La semana pasada el Gobierno estadounidense emprendió lo que muchos llaman una guerra comercial.

Una guerra que, incomprensiblemente, está siendo librada, de una parte, contra dos de los más grandes aliados del titán americano como lo son Canadá y México; y por otra parte contra China, otro gigante que no se quedará con los brazos cruzados.

El raciocinio detrás de esta “jugadita” tiene sustento en la tesis de que la protección artificial del aparato productivo nacional le permitirá vigorizarse y generar empleos locales.

Y no hay que perder de vista que dicho Gobierno se hizo elegir sobre la plataforma de revitalizar la industria americana y, en su visión, esta política suma pasos en esa dirección.

Pero tampoco hay que perder de vista que una “guerra comercial” solo deja perdedores.

Y “para muestra un botón”: todas las ganancias que habían acumulado el dólar, los bonos de deuda del tesoro americano y los principales índices accionarios desde la elección del nuevo presidente estadounidense se borraron en la última semana.

Y de las expectativas de inflación, ni hablar. Resulta absolutamente lógico que si a Estados Unidos le sale más caro importar los diferentes insumos que requiere para mover su aparato productivo, ello inevitablemente traerá un alza de precios, que no es otra cosa que la odiosa inflación.

Y ni qué decir de los países que son objeto de los aranceles. Ellos también se verán seriamente perjudicados puesto que ponen en riesgo un importante mercado que soporta su economía.

Afortunadamente, como hace un mes, a los pocos días de anunciada la nueva ronda de aranceles, Estados Unidos otra vez le confirió a México y Canadá un mes más de “tregua”.

El problema es que la incertidumbre es el peor enemigo de los negocios y del crecimiento económico. El vaivén del Gobierno americano muy probablemente inducirá un ciclo de desaceleración económica marcada, si no es que aparece nuevamente en la palestra el fantasma de la recesión.

Pero lo realmente alarmante para Colombia es el último anuncio de los nuevos aranceles a todas las importaciones agrícolas de Estados Unidos.

Aún no sabemos cuál sería el alcance de esta medida, ni para cuando, o si es para todos los países, o cuál será la tarifa del arancel.

Ojalá ello no ocurra, porque las repercusiones para nuestro país serían catastróficas, pues pondría en riesgo cientos de miles de empleos en agroindustrias como la del café (40% se exporta a EE. UU.), flores (90% va a EE. UU.), aguacates (el mercado promisorio es EE. UU.), limón, arándanos, uchuvas, entre tantos otros que esperan consolidar dicho mercado.

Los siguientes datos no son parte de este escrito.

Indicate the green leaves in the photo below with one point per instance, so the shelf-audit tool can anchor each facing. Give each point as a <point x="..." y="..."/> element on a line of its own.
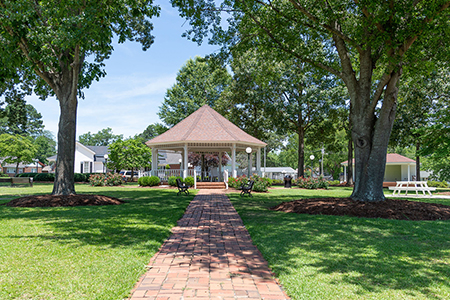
<point x="129" y="154"/>
<point x="200" y="81"/>
<point x="15" y="149"/>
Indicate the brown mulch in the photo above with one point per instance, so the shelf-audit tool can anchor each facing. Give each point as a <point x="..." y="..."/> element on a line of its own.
<point x="65" y="200"/>
<point x="389" y="209"/>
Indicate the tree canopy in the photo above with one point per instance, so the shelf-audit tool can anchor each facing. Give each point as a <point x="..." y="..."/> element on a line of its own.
<point x="130" y="154"/>
<point x="58" y="48"/>
<point x="200" y="81"/>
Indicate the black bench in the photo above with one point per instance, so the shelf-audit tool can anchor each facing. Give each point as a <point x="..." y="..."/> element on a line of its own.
<point x="182" y="187"/>
<point x="247" y="189"/>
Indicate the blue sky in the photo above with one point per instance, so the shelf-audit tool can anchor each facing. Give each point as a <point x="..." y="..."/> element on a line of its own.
<point x="128" y="98"/>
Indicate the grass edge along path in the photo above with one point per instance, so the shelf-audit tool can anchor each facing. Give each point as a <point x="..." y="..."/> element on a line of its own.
<point x="330" y="257"/>
<point x="90" y="252"/>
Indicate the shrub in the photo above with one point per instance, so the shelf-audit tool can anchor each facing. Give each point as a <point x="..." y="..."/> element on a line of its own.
<point x="311" y="183"/>
<point x="278" y="182"/>
<point x="79" y="177"/>
<point x="173" y="180"/>
<point x="237" y="182"/>
<point x="334" y="182"/>
<point x="441" y="184"/>
<point x="113" y="179"/>
<point x="97" y="179"/>
<point x="44" y="177"/>
<point x="149" y="181"/>
<point x="189" y="180"/>
<point x="26" y="175"/>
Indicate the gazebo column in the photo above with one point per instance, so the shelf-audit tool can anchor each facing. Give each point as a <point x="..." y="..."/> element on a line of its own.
<point x="185" y="161"/>
<point x="233" y="161"/>
<point x="154" y="161"/>
<point x="258" y="161"/>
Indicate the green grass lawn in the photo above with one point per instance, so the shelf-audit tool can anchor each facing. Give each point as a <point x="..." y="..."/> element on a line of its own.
<point x="91" y="252"/>
<point x="330" y="257"/>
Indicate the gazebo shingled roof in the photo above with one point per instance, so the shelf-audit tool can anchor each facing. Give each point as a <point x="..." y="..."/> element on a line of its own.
<point x="205" y="125"/>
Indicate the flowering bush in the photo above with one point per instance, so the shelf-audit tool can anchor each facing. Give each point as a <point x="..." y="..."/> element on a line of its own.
<point x="149" y="181"/>
<point x="102" y="179"/>
<point x="189" y="180"/>
<point x="237" y="182"/>
<point x="113" y="179"/>
<point x="173" y="180"/>
<point x="311" y="183"/>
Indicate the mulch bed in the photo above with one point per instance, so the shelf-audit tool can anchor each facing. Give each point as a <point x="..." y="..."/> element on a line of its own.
<point x="65" y="200"/>
<point x="389" y="209"/>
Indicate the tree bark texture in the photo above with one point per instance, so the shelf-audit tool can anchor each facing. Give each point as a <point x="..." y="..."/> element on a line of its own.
<point x="350" y="163"/>
<point x="370" y="134"/>
<point x="65" y="86"/>
<point x="65" y="161"/>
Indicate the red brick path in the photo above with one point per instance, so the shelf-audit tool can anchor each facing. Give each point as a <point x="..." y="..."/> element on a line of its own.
<point x="209" y="256"/>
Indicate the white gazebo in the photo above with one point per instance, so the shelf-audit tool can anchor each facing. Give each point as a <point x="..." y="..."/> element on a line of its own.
<point x="205" y="131"/>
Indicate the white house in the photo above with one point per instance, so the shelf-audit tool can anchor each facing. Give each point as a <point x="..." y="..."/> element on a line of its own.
<point x="88" y="159"/>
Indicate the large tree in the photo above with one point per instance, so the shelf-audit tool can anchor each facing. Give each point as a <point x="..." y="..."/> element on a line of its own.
<point x="16" y="149"/>
<point x="200" y="81"/>
<point x="364" y="43"/>
<point x="103" y="137"/>
<point x="57" y="47"/>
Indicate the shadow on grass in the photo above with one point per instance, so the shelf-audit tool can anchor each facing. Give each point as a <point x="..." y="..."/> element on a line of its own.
<point x="374" y="255"/>
<point x="144" y="221"/>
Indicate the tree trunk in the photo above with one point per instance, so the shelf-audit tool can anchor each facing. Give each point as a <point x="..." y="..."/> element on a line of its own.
<point x="417" y="161"/>
<point x="370" y="134"/>
<point x="65" y="161"/>
<point x="350" y="163"/>
<point x="301" y="152"/>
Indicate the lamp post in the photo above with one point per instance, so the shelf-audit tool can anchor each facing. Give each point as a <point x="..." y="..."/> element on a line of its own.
<point x="106" y="161"/>
<point x="248" y="150"/>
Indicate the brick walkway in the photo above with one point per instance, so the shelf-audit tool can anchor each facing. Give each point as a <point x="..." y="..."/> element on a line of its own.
<point x="209" y="256"/>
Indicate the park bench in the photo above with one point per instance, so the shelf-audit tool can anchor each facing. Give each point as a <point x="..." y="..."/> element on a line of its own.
<point x="417" y="186"/>
<point x="18" y="180"/>
<point x="247" y="189"/>
<point x="182" y="187"/>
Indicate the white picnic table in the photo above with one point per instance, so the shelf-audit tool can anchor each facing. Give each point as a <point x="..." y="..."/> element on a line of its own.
<point x="417" y="186"/>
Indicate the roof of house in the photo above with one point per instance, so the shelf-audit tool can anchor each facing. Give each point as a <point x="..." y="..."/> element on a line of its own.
<point x="99" y="150"/>
<point x="278" y="170"/>
<point x="205" y="125"/>
<point x="21" y="165"/>
<point x="392" y="158"/>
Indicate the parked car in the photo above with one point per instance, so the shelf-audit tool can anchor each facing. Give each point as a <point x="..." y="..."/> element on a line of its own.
<point x="126" y="175"/>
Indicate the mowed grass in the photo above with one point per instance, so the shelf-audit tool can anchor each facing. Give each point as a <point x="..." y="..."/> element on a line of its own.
<point x="91" y="252"/>
<point x="331" y="257"/>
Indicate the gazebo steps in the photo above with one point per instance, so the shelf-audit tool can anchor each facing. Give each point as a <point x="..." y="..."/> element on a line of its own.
<point x="211" y="185"/>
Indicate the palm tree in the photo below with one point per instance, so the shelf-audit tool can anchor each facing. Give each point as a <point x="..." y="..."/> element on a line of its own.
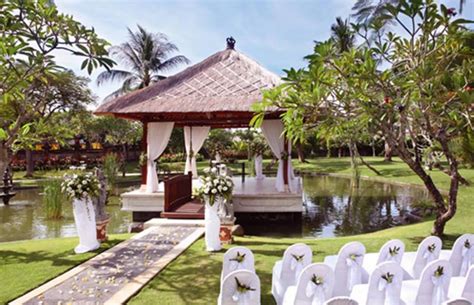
<point x="342" y="35"/>
<point x="147" y="55"/>
<point x="368" y="10"/>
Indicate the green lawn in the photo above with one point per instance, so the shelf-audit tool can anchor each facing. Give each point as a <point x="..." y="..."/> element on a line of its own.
<point x="193" y="278"/>
<point x="25" y="265"/>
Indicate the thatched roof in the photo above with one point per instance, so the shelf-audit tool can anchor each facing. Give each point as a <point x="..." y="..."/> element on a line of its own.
<point x="224" y="85"/>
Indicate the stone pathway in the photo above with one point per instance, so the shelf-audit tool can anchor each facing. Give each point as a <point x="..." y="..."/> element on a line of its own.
<point x="115" y="275"/>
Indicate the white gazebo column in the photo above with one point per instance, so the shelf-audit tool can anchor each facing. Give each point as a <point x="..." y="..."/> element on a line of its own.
<point x="273" y="132"/>
<point x="157" y="139"/>
<point x="194" y="138"/>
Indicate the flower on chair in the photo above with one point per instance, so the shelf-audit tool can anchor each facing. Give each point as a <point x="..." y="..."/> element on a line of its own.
<point x="432" y="248"/>
<point x="239" y="258"/>
<point x="439" y="272"/>
<point x="242" y="288"/>
<point x="317" y="280"/>
<point x="388" y="277"/>
<point x="394" y="251"/>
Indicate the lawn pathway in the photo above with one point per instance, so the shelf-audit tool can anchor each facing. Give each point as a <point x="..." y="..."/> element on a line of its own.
<point x="115" y="275"/>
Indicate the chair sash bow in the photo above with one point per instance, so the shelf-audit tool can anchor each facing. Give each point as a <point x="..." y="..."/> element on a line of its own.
<point x="354" y="274"/>
<point x="439" y="295"/>
<point x="467" y="255"/>
<point x="390" y="289"/>
<point x="317" y="293"/>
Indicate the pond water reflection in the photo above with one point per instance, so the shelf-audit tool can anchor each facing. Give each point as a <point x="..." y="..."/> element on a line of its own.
<point x="25" y="218"/>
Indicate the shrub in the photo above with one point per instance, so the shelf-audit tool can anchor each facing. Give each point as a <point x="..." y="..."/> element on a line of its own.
<point x="52" y="199"/>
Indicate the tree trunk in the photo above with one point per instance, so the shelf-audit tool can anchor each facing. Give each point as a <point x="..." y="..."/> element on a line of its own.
<point x="30" y="164"/>
<point x="388" y="152"/>
<point x="299" y="149"/>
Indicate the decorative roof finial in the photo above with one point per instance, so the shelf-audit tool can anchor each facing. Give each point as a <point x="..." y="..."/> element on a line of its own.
<point x="230" y="42"/>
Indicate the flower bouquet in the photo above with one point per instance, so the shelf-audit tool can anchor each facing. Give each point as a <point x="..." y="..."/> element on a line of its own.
<point x="81" y="187"/>
<point x="215" y="188"/>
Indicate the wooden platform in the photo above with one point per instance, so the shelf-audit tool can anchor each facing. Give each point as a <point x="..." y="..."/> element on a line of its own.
<point x="188" y="210"/>
<point x="251" y="196"/>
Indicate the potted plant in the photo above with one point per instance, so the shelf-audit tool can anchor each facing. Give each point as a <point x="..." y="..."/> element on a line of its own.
<point x="81" y="187"/>
<point x="215" y="188"/>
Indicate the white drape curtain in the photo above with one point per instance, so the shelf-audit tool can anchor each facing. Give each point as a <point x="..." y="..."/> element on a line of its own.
<point x="157" y="139"/>
<point x="194" y="136"/>
<point x="273" y="132"/>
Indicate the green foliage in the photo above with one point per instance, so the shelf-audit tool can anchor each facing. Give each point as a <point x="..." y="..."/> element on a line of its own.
<point x="53" y="199"/>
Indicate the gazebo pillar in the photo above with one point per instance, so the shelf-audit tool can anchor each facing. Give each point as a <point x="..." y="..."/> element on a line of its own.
<point x="144" y="145"/>
<point x="285" y="163"/>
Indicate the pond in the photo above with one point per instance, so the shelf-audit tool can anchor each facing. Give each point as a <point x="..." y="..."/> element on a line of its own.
<point x="25" y="218"/>
<point x="331" y="207"/>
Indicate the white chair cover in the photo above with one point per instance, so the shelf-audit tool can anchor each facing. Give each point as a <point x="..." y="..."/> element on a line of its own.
<point x="237" y="258"/>
<point x="341" y="301"/>
<point x="158" y="137"/>
<point x="462" y="286"/>
<point x="461" y="256"/>
<point x="196" y="135"/>
<point x="391" y="251"/>
<point x="259" y="167"/>
<point x="314" y="286"/>
<point x="273" y="132"/>
<point x="429" y="289"/>
<point x="84" y="217"/>
<point x="230" y="294"/>
<point x="348" y="268"/>
<point x="414" y="263"/>
<point x="381" y="289"/>
<point x="286" y="271"/>
<point x="460" y="301"/>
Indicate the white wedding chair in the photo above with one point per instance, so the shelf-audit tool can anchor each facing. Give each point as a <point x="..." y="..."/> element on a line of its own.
<point x="341" y="301"/>
<point x="241" y="287"/>
<point x="460" y="301"/>
<point x="430" y="289"/>
<point x="414" y="262"/>
<point x="347" y="266"/>
<point x="391" y="251"/>
<point x="463" y="286"/>
<point x="237" y="258"/>
<point x="384" y="287"/>
<point x="286" y="271"/>
<point x="461" y="256"/>
<point x="314" y="286"/>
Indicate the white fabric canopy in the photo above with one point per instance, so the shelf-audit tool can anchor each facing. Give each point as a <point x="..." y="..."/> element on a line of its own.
<point x="195" y="137"/>
<point x="157" y="138"/>
<point x="273" y="132"/>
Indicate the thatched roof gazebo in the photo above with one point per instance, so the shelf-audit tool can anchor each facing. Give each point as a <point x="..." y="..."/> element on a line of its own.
<point x="215" y="93"/>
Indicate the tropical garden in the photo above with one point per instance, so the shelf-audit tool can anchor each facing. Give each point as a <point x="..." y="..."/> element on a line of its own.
<point x="386" y="104"/>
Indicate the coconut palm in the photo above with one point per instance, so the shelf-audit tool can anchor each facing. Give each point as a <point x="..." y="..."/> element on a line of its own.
<point x="147" y="55"/>
<point x="368" y="10"/>
<point x="342" y="35"/>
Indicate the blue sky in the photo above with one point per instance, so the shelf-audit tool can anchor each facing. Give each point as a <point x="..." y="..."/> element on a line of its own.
<point x="276" y="33"/>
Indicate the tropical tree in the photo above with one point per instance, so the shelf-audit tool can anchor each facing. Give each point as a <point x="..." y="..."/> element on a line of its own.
<point x="147" y="55"/>
<point x="419" y="96"/>
<point x="30" y="32"/>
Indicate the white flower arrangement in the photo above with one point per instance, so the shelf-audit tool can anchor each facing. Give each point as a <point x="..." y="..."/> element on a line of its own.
<point x="80" y="185"/>
<point x="214" y="185"/>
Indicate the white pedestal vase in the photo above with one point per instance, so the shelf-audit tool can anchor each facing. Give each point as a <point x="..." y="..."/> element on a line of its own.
<point x="212" y="225"/>
<point x="84" y="217"/>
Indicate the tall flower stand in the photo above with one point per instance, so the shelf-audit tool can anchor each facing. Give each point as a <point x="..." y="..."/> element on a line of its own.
<point x="84" y="217"/>
<point x="212" y="225"/>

En conclusión, la guerra comercial emprendida por el Gobierno estadounidense no solo amenaza con desestabilizar las economías de sus aliados y adversarios, sino que también pone en riesgo el crecimiento económico global.

Es fundamental que la diplomacia actúe de manera coordinada y decidida para disuadir a Washington de imponer estas medidas. En un mundo interconectado como el nuestro, esta guerra comercial perjudicará especialmente a los más pequeños, como suele ser en todas las guerras.